We Were All Gym Newbies Once
January and February can be trying months if you’re a regular gym-goer. New Year’s resolutions and the membership marketing drives that go with them make fitness facilities everywhere more crowded.
And part of every early-year crowd are the rookies, the gym newbies who are visiting a gym perhaps for the first time ever. Gym regulars might resent the crowds that slow down their workouts for a couple of months, and sometimes this manifests itself in disdain for those brand new to fitness.
Often, those just starting out aren’t that fit. Or they don’t know how to properly use some pieces of equipment. Maybe they are just learning gym etiquette. None of this makes them a bad person, it just means they’re new to all this.
With that in mind, here are a few suggestions for handling gym newbies:
- Remember you were one, too
- No matter how often you work out or for how long you’ve been going to the gym, you have at least one thing exactly in common with every rookie in the gym: You had a first time, too. Try to keep that in mind if you feel yourself getting frustrated by or resenting those new to fitness.
- When you were in their shoes, how did people treat you? Do you remember how you wanted to be treated? That’s not a bad place to start with setting the right attitude toward newbies.
Give them credit
Yes, there are going to be overweight people in the gym in January and February. There will be skinny guys bench-pressing just the bar because it’s the first time they’ve lifted a weight in their life. But that’s why they’re there. They are trying to make a change, better themselves. If it took a cliché New Year’s resolution to motivate them to improve their fitness, so be it.
The newcomers who aren’t as fit as you deserve some credit for making an effort. They aren’t sitting lying on the couch and watching TV, but rather doing something about their situation. You don’t have to approve the habits that got them to where they are now, but they should have earned some respect from you for trying to change.
Encourage and help them
As awkward or unfit some of the gym newbies might be, what they aspire to be is simple: you.

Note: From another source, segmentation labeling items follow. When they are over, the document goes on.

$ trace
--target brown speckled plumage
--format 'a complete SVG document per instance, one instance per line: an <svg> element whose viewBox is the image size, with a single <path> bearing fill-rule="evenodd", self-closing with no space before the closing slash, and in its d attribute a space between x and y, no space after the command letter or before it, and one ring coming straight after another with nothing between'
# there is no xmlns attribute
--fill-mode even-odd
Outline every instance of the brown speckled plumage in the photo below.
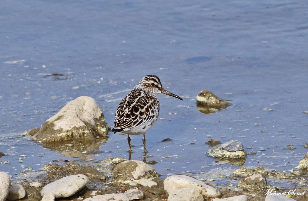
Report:
<svg viewBox="0 0 308 201"><path fill-rule="evenodd" d="M132 151L129 135L144 134L144 151L145 133L157 120L159 113L159 101L156 96L163 93L183 100L179 96L163 88L159 78L149 75L143 78L134 89L120 103L115 117L115 133L120 132L128 135L129 151Z"/></svg>

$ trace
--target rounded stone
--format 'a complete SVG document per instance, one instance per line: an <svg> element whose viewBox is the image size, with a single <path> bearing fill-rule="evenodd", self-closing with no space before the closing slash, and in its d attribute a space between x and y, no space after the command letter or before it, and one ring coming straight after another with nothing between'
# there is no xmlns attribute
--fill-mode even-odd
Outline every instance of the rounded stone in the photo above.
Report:
<svg viewBox="0 0 308 201"><path fill-rule="evenodd" d="M148 165L139 161L131 160L120 163L115 167L112 181L128 183L143 178L152 179L158 178L156 171Z"/></svg>
<svg viewBox="0 0 308 201"><path fill-rule="evenodd" d="M203 201L199 192L194 188L174 188L171 189L168 201Z"/></svg>
<svg viewBox="0 0 308 201"><path fill-rule="evenodd" d="M82 189L87 182L87 177L83 175L68 176L45 186L41 195L51 192L56 198L67 197Z"/></svg>
<svg viewBox="0 0 308 201"><path fill-rule="evenodd" d="M91 141L107 135L110 130L95 100L83 96L70 101L47 119L31 139L43 143Z"/></svg>
<svg viewBox="0 0 308 201"><path fill-rule="evenodd" d="M308 169L308 152L295 168L298 169Z"/></svg>
<svg viewBox="0 0 308 201"><path fill-rule="evenodd" d="M29 186L31 187L41 187L42 183L39 182L32 182L29 184Z"/></svg>
<svg viewBox="0 0 308 201"><path fill-rule="evenodd" d="M204 114L213 113L227 108L231 104L207 90L203 90L197 96L197 109Z"/></svg>
<svg viewBox="0 0 308 201"><path fill-rule="evenodd" d="M10 193L6 198L9 201L14 201L22 199L26 196L26 191L20 184L13 183L10 189Z"/></svg>
<svg viewBox="0 0 308 201"><path fill-rule="evenodd" d="M5 201L11 187L11 178L6 172L0 172L0 201Z"/></svg>
<svg viewBox="0 0 308 201"><path fill-rule="evenodd" d="M261 174L256 174L241 180L237 184L239 190L259 191L266 186L266 180Z"/></svg>
<svg viewBox="0 0 308 201"><path fill-rule="evenodd" d="M164 188L168 194L174 188L193 188L205 198L216 198L220 196L220 191L201 181L182 175L168 177L164 181Z"/></svg>

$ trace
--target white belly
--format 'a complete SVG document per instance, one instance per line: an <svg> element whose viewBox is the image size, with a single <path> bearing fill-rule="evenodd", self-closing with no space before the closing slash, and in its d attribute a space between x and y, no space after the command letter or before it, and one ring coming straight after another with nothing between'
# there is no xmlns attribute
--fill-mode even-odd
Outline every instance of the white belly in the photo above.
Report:
<svg viewBox="0 0 308 201"><path fill-rule="evenodd" d="M125 129L122 133L129 135L140 135L147 132L157 120L157 118L154 118L152 120L145 122L136 127Z"/></svg>

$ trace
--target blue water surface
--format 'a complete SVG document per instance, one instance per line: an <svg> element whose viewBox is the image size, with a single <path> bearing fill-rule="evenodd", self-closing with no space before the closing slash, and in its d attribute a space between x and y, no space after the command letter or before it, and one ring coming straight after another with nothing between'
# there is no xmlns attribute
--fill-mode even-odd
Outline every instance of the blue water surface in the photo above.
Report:
<svg viewBox="0 0 308 201"><path fill-rule="evenodd" d="M20 135L83 95L96 100L112 127L121 100L150 74L184 99L159 94L159 119L147 133L152 156L147 160L158 162L153 167L163 178L189 173L206 179L202 173L238 168L205 154L211 138L240 141L249 154L244 167L287 173L307 151L302 145L308 142L306 1L1 4L0 151L6 155L0 161L8 162L1 171L17 177L55 160L128 158L126 137L118 133L109 133L103 152L80 158ZM232 105L201 113L196 97L203 89ZM142 136L131 138L132 159L143 160Z"/></svg>

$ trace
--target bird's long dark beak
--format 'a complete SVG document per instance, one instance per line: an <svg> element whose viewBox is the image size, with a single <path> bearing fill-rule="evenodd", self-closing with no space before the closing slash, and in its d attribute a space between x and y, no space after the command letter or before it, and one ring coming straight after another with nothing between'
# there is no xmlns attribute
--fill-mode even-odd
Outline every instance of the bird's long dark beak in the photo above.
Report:
<svg viewBox="0 0 308 201"><path fill-rule="evenodd" d="M179 96L175 94L173 94L171 92L169 92L164 88L161 88L161 93L171 96L173 96L173 97L174 97L175 98L179 98L180 100L183 100L183 99L182 99L182 98Z"/></svg>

If you’re a gym regular who’s pretty fit, the level of fitness you’ve attained is what they’re after for themselves. Like it or not, you are their role model.

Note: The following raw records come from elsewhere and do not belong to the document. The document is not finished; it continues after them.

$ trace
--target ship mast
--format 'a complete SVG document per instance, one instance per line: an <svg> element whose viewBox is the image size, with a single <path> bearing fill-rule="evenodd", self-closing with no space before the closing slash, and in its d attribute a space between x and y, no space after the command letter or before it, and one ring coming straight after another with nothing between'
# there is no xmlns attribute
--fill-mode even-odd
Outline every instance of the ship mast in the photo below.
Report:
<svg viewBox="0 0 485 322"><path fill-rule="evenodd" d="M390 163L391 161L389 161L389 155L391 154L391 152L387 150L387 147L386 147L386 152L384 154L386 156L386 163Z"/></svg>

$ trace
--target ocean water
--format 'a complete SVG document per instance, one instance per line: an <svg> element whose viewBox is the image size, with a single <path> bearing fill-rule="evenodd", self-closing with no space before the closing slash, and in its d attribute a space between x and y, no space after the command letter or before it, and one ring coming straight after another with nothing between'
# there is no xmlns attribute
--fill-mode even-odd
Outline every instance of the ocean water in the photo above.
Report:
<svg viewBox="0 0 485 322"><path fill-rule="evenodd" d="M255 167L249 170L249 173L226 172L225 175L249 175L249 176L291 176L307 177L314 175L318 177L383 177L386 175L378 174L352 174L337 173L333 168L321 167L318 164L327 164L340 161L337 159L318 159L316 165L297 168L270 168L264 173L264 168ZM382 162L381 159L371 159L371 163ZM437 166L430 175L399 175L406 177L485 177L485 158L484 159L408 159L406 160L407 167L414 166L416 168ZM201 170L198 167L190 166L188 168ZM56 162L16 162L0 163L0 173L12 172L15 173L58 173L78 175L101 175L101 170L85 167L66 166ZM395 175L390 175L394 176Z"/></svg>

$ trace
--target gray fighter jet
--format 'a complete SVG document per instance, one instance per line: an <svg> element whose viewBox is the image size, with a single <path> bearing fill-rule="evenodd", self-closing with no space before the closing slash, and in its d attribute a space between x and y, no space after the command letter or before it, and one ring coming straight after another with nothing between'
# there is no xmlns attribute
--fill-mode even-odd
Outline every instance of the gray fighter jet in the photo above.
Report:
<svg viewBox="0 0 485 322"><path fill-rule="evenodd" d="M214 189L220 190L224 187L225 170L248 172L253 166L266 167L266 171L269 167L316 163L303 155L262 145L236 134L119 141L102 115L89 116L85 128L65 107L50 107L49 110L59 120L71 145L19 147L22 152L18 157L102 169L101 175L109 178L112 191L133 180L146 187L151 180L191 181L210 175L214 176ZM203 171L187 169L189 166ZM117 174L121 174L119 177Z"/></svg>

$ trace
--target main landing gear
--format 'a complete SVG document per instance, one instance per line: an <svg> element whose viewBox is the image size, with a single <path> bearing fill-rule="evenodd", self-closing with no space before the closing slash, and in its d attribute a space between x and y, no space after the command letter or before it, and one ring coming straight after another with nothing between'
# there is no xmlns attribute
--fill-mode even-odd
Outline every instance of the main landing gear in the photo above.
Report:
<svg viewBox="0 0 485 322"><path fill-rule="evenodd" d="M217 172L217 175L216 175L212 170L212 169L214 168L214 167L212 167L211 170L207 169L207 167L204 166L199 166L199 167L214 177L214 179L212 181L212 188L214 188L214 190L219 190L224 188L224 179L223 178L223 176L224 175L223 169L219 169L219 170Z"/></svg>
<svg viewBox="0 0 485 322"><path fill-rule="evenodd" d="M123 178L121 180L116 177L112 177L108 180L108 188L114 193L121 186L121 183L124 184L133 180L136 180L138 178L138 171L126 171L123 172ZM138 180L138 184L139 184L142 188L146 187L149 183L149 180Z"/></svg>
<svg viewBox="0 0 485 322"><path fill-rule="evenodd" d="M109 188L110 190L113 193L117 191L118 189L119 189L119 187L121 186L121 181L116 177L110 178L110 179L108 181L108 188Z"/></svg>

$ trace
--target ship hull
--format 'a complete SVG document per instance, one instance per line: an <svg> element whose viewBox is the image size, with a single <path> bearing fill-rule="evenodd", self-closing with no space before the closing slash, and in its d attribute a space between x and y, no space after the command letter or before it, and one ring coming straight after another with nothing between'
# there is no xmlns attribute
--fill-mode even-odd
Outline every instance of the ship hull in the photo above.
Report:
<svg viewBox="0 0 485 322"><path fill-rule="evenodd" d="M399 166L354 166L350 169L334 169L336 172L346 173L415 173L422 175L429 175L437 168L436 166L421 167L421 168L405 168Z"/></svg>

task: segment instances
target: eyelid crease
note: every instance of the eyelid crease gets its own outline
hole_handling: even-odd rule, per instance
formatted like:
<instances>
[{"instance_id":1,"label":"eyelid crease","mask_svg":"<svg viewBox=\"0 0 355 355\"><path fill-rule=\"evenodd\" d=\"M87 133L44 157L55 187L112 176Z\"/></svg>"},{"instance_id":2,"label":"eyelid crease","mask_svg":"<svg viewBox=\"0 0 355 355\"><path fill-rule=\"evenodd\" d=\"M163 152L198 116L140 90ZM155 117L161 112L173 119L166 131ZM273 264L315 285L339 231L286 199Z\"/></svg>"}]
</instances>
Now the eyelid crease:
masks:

So imagine how it would feel if your own role model turned up their nose at you. Think about how much better you’d feel if someone with your goal body instead helped you when you were new to the gym and unfit.
Chances are, someone helped you. Maybe they gave you a spot. Maybe they took time out to patiently show you how to do an exercise you were doing wrong. Maybe it was just a word or two of encouragement. Being a jerk toward gym newbies doesn’t make you any more fit. But offering help and encouragement to the newcomers could very well help make them more fit.
Newcomers to the gym are inevitable in January and February. Keeping all of the above in mind might help you handle it a little better for everybody. And also remember that by March, the gym will be back to normal. The newbies will either have given up on their resolutions by then or, maybe because of people like you, they’ll still be coming to the gym but won’t be newbies anymore.